1
votes

I am attempting to deploy a Dataflow job that reads from BigQuery and writes to Cassandra on a fixed schedule. The template code has been written in Java using Apache Beam, and the Dataflow library. I have staged the template onto Google Cloud Storage, and have configured a Cloud Scheduler instance as well as Cloud function used to trigger the Dataflow template. I am using the latest version for all Beam and BigQuery dependencies.

However, I have discovered that when deploying a job using the same staged template, the BigQuery extract job seems to always use the same job ID, which causes a 409 failure shown in the logs. The BigQuery query job seems to be successful, because the query job ID has a unique suffix appended, while the extract job ID uses the same prefix, but without a suffix.

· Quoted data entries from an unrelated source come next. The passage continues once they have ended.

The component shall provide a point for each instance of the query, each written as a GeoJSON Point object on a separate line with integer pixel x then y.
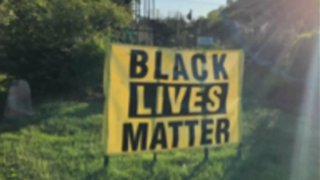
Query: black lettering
{"type": "Point", "coordinates": [158, 74]}
{"type": "Point", "coordinates": [129, 138]}
{"type": "Point", "coordinates": [138, 67]}
{"type": "Point", "coordinates": [218, 66]}
{"type": "Point", "coordinates": [175, 131]}
{"type": "Point", "coordinates": [204, 73]}
{"type": "Point", "coordinates": [206, 131]}
{"type": "Point", "coordinates": [191, 125]}
{"type": "Point", "coordinates": [159, 137]}
{"type": "Point", "coordinates": [223, 126]}
{"type": "Point", "coordinates": [179, 68]}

I have considered two alternate solutions: either using a crontab to deploy the pipeline directly on a compute engine instance to deploy the template directly, or adapting a Cloud function to perform the same tasks as the Dataflow pipeline on a schedule. Ideally, if there is a solution for changing the extract job ID in the Dataflow job it would be a much easier solution but I'm not sure if this is possible? Also if this is not possible, is there an alternate solution that is more optimal?

1
It's hard to make any assertions here, as there's not enough detail, but yes it should be fine not having a hardcoded reference. Is the extract happening as a byproduct of some particular usage of BigQueryIO for reading, or is the pipeline defining it explicitly, etc? - shollyman
The extract is happening as a result of a BigQueryIO.readTableRows() call as part of a pipeline step. A query job runs right before the extract job, which writes to a temporary table, and then the extract job extracts the results into a TableRow format. It occurs right before a ParDo function that transforms the TableRow, but the ParDo step is never executed since the read step fails. - eagerbeaver

1 Answers

3
votes

Based on the additional description, it sounds like this may be a case of not using withTemplateCompatability() as directed?

Usage with templates

When using read() or readTableRows() in a template, it's required to specify BigQueryIO.Read.withTemplateCompatibility(). Specifying this in a non-template pipeline is not recommended because it has somewhat lower performance.